Kellogg is closing up shop in Charmhaven, Australia. The world's leading cereal company announced this week that it's shutting down its Charmhaven snacks plant, as well as a ready-to-eat cereal plant in Ontario, Canada.
The move isn't isolated, and comes as part of a larger "Project K" strategy to optimize efficiency and effectiveness over the next four years. "As with any project of this scope and one that impacts people, these are difficult decisions," said John Bryant, President and CEO, Kellogg Company. "We are very mindful of the impact these changes will have – particularly to our employees. As our employees and others would expect from Kellogg, we will help those who are impacted through their transitions."

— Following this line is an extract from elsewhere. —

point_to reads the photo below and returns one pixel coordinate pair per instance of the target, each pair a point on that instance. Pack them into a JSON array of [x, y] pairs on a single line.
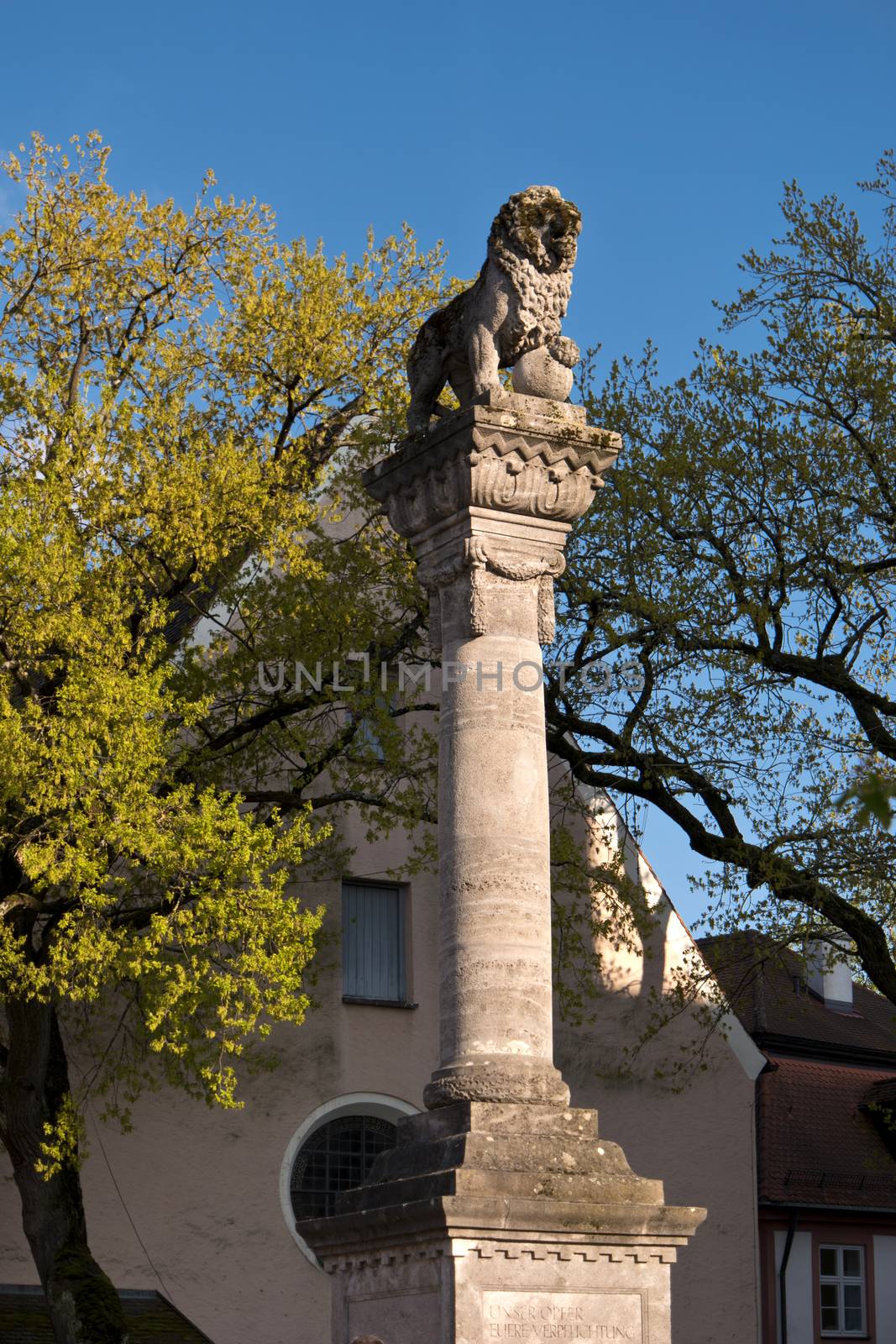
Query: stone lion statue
[[515, 306]]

While the Australian plant will be shut down by the end of 2014, putting around 100 Aussies out of a job, plans are in the works to expand the company's Rayong, Thailand, cereal and snacks plant by early 2015.
Global versus local
Outsourcing is nothing new, and Kellogg's strategy may improve its business and save jobs in the long-run. But food retailers like Woolworths (ASX: WOW) have shown that supporting local jobs and companies may actually pay off. When the company decided to support local fruit producing company SPC Ardmona (a Coca-Cola Amatil (ASX: CCL) subsidiary), it saw sales shoot up 38% nationwide. In some fruit-growing areas, revenue rocketed a whopping 124% in just three months.
Foolish takeaway
Woolworths has shown that local can pay off, but Kellogg isn't Woolworths. The company has always been international, and Aussies have never had much reason to assume that its products were processed domestically. While the plant closure stings for the 100 workers that lost their job, Kellogg will likely see little to no fallout from its closure decision.